5 Février 2016
AP, Reuters, Staff Report
Mount Sakurajima, a volcano that overlooks the city of Kagoshima, erupted Friday with a fiery blast that sent lava rolling down its slope.
The Japan Meteorological Agency said Sakurajima, which is about 50 km from Kyushu Electric Power Co.’s Sendai nuclear plant in Kagoshima Prefecture, erupted at 6:56 p.m.
Local television showed an orange burst out of the side of the volcano, near the summit, accompanied by lightning-like flashes. Dark gray smoke billowed into the sky.
The Meteorological Agency banned entry to the area, expanding an existing no-go zone around the crater to a 2-kilometer radius, according to public broadcaster NHK.

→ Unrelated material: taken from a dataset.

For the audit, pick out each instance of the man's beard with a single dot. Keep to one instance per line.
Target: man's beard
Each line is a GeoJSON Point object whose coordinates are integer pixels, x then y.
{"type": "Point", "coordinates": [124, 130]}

Given the eruption, the weather agency upgraded the volcanic alert from level 2 to level 3, which prohibits people from entering the mountain. The agency warned areas near residential districts on the mountain’s foot could be gravely affected.
There were no immediate reports of injuries.
The Sendai nuclear plant resumed operations last year. It was shut down, along with all of the nation’s nuclear plants, after the 2011 earthquake and tsunami triggered a meltdown at a nuclear plant north of Tokyo.
Kazuhiro Ishihara, professor emeritus at Kyoto University and an volcano expert, was quoted by NHK as saying that the eruption was unlikely to have an immediate serious impact on nearby residential areas because the live video images appeared to show rocks flying only 2 km from the mountain’s top.
Friday’s eruption, while dramatic, was average compared to Sakurajima’s past eruptions, Ishihara told NHK. The mountain’s last major eruption was in September.
The Japanese archipelago sits atop the Pacific “Ring of fire” and has more than 100 volcanoes. The 2014 eruption of Mount Ontake in central Japan killed 57 people.
February 5, 2016 (Mainichi Japan)
Sakurajima, a volcano in Kagoshima Prefecture, erupted at approximately 6:56 p.m. on Feb. 5, the Japan Meteorological Agency (JMA) reported.
The agency raised the volcano's alert level from 2 to 3 on the 5-point scale, restricting entry. The agency reported large deposits from the eruption extending to the third station of the mountain (ranging 1,300 to 1,800 meters from the Showa crater).
The Meteorological Agency is warning local residents within 2 kilometers from the Showa crater as well as the Minamidake (southern peak) crater to take precautions against large cinders and pyroclastic flows. The agency additionally warned that volcanic ash and small cinders could be carried far by wind and fall on the leeward side of the mountain. Windows could also be shattered by violent eruptions, the agency said.
The agency had lowered the alert level for the 1,117-meter volcano to 2 on Nov. 25, 2015.